"The Quest for Zero - Countering Fatigue"

  • Published
  • By Air Force Safety Center
  • Air Force Safety Center

Countering Fatigue

Fatigue is often overlooked by many, but it is a normal response to stress, boredom, physical exertion or simply a lack of sleep. With today’s increasingly on-the-go, around-the-clock society, sleep deprivation is more prevalent than ever. Sleep is vital to our ability to perform in any situation. According to Talk About Sleep, Inc. sleep is a necessary and vital biological function. It is essential to a person’s physical and emotional well-being. Studies have shown that without enough sleep, a person’s ability to perform even simple tasks declines dramatically.

The average sleep-deprived individual may experience impaired performance, irritability, lack of concentration, and daytime drowsiness. They are less alert, attentive, and unable to concentrate effectively. Additionally, because sleep is linked to restorative processes in the immune system, sleep deprivation in a normal adult causes a biological response similar to the body fighting off an infection.

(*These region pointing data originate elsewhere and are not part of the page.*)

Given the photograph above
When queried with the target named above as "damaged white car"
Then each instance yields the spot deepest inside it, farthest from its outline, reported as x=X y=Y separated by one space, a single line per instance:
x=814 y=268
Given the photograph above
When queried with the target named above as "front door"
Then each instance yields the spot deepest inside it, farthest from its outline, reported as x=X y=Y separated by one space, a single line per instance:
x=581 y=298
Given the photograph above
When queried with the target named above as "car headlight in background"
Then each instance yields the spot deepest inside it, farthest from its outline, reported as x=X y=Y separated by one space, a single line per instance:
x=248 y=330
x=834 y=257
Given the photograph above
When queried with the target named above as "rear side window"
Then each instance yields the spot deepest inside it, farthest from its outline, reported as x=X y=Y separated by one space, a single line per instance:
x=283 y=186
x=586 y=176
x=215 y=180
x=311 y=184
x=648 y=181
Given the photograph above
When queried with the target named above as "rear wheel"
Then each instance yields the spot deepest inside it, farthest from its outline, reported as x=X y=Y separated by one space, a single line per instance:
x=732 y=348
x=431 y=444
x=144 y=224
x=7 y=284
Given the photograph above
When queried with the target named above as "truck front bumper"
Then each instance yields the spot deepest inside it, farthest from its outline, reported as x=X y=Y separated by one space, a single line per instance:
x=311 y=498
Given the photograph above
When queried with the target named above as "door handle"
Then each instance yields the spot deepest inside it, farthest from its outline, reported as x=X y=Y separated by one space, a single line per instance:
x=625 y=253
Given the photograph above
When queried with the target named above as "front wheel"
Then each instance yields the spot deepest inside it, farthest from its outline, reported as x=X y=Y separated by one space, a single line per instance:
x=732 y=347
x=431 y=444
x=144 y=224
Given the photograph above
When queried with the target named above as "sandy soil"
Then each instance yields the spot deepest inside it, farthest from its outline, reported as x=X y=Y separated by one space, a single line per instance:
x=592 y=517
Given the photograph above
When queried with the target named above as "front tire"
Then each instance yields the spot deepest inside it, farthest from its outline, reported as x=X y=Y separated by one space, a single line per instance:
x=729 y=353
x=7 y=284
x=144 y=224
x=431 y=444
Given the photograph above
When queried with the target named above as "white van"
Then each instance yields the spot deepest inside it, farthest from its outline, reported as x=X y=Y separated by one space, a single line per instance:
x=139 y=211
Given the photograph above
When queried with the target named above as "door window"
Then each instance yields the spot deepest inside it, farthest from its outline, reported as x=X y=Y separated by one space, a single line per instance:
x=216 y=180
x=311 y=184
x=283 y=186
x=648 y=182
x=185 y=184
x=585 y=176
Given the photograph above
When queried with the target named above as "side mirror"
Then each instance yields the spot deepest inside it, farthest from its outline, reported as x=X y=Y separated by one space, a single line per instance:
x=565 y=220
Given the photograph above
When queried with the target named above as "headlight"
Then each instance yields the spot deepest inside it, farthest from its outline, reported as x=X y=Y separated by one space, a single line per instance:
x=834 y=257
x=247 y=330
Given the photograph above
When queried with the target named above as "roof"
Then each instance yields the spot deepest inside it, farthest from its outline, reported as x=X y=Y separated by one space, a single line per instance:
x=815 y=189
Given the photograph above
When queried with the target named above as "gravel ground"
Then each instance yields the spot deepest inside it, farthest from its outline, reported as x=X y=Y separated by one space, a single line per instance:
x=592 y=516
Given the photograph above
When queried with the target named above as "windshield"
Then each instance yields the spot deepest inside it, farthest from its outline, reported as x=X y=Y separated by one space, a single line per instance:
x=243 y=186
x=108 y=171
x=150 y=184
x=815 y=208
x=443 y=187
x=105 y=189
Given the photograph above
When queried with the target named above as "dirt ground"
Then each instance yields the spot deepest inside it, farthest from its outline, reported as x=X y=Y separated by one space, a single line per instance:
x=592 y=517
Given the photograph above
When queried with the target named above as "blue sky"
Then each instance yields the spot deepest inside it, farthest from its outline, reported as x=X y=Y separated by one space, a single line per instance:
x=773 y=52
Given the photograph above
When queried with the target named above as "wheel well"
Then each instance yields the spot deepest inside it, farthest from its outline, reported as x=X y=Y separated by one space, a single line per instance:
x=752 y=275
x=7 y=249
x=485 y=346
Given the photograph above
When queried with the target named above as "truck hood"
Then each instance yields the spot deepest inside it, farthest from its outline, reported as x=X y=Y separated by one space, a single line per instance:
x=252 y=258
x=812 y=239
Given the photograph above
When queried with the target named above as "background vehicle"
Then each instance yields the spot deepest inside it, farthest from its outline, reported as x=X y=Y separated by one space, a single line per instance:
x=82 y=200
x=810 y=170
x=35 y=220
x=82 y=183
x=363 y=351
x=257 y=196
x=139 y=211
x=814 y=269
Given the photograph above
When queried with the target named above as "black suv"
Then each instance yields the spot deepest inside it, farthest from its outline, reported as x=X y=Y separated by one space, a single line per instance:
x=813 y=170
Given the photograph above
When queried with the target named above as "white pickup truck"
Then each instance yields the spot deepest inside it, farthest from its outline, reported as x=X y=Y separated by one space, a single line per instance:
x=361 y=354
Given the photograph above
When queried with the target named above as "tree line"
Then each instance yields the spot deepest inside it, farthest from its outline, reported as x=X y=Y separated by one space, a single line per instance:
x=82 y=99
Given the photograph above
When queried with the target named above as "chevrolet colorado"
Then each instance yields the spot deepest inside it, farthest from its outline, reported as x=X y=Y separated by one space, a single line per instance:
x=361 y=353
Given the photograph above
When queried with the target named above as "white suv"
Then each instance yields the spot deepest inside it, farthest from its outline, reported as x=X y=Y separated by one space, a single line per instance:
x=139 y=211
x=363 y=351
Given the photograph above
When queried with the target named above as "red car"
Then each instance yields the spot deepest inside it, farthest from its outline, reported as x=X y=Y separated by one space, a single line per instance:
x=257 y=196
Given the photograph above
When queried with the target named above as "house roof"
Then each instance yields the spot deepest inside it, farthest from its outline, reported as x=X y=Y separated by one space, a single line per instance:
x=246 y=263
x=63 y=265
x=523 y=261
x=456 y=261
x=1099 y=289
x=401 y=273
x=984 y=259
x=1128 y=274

The consequences of sleep deprivation can be tragic. Some famous examples of severe sleep deprivation include the Exxon Valdez oil spill, the NASA Challenger shuttle explosion, and the Chernobyl nuclear accident.

What can be done to counter fatigue? The references below offer many tips and facts to answer this question.







Fatigue can manifest itself in a variety of forms. It is extremely important that individuals, crews, Team members, support staff, etc, all become aware of the signs and symptoms of fatigue and recognize when intervention is necessary. Supervisors must be informed of potentially dangerous conditions. The effects of fatigue can directly impact our abilities to:

1. Perform various tasks

2. Maintain situational awareness and a high degree of alertness

3. React appropriately in a timely manner and fashion

4. Retain a sharp memory and recollection of information

5. Efficiently process information and make sound decisions

6. Maintain a positive and supportive attitude

7. Control levels of frustration, irritation and aggression

Humans are historically poor at estimating their own levels of fatigue. Accidents occurring as a result of fatigue can be easily prevented by recognizing the signs and alerting supervisors. Supervisors must be diligent in evaluating themselves and their crew for such signs as listed above.

Individuals must be proactive in pursuing adequate rest for themselves and avoiding the traps of fatigue. Take advantage of the work/rest cycles provided and get “quality” rest and sleep. Practice good hygiene and eating habits. Remain hydrated by drinking plenty of fluids before, during and after work shifts. Avoid caffeinated drinks such as coffee, soda and “energy” drinks, which often have the opposite effects of hydration. Report any unsafe levels of fatigue, injuries or illnesses to your immediate supervisor.